Thirty years later, we still have the issues in that regard. And now we have a whole host of offspring to further complicate choosing from literally thousands and thousands of wild and very diversely foliated evergreen specimens.
“I would like a spruce this year,” says one blonde haired daughter.
“They are too prickly,” says another.
And then I say I’d like to find a nice subalpine fir. The balsamy fragrance is very becoming in our log home, I say.
“But after a few days, it smells like cat pee,” says my youngest daughter, and I have to admit she has a point.
And so it goes.
But all of these things fall into what we do in the winter when the quiet descends on our mountain country. There’s no malls, no towns of any size for 3-4 hours. So folks have always come up with ways to stand firm on the fight against cabin fever, and it often means heading back up into the wintry hills together for an adventure. And over the years we have sledded a lot of long runs on icy mountain roads.
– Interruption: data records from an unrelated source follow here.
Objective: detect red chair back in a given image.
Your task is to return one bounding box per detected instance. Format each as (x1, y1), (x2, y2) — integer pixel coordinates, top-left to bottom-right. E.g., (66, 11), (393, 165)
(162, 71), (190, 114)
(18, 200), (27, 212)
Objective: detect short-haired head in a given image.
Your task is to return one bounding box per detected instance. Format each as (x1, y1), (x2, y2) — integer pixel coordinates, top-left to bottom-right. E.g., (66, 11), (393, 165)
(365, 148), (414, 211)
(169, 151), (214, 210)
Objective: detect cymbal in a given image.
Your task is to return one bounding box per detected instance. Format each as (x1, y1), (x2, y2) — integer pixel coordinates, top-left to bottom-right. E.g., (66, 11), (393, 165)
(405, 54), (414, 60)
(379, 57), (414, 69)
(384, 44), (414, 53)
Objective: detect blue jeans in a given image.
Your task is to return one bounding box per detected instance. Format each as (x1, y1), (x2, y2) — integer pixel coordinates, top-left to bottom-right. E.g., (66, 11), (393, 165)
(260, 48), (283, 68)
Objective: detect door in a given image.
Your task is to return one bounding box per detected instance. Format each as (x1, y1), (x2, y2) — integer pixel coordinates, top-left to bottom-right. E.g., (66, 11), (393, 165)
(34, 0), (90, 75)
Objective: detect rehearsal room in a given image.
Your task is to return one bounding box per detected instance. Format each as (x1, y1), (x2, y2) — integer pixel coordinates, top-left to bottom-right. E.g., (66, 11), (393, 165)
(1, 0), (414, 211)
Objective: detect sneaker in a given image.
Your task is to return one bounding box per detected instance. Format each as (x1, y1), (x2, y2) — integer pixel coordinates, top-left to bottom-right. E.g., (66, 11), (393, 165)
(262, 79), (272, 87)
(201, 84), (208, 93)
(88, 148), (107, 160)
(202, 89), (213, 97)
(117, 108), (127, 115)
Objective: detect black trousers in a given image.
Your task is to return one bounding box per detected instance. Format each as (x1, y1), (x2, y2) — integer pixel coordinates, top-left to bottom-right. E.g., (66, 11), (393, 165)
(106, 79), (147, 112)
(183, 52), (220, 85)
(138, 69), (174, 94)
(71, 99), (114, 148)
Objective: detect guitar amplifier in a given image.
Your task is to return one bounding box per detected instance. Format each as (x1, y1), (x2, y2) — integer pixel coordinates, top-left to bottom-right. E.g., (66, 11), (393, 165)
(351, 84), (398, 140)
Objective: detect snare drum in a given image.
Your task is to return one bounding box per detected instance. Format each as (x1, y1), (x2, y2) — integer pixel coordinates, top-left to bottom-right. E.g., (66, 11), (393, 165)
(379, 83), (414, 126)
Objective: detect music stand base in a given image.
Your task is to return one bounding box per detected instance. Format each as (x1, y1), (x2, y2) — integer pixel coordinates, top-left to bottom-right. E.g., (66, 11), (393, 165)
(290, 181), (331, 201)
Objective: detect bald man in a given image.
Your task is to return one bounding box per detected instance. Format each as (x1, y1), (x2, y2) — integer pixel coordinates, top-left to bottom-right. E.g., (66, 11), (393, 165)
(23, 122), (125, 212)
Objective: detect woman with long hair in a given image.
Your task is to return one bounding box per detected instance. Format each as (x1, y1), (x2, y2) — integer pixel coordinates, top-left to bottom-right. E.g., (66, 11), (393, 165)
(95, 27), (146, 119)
But Christmas is coming on us now, and there are things to do relevant to that celebration. Tomorrow after nightfall, we will carol with a group of longtime friends to some older folks around our community, and reconnect with over hot chocolate and cider in Mike and Anne’s cozy home after our feet and voices are frozen.
I hope you can find time to likewise share in the good gifts of this holiday season.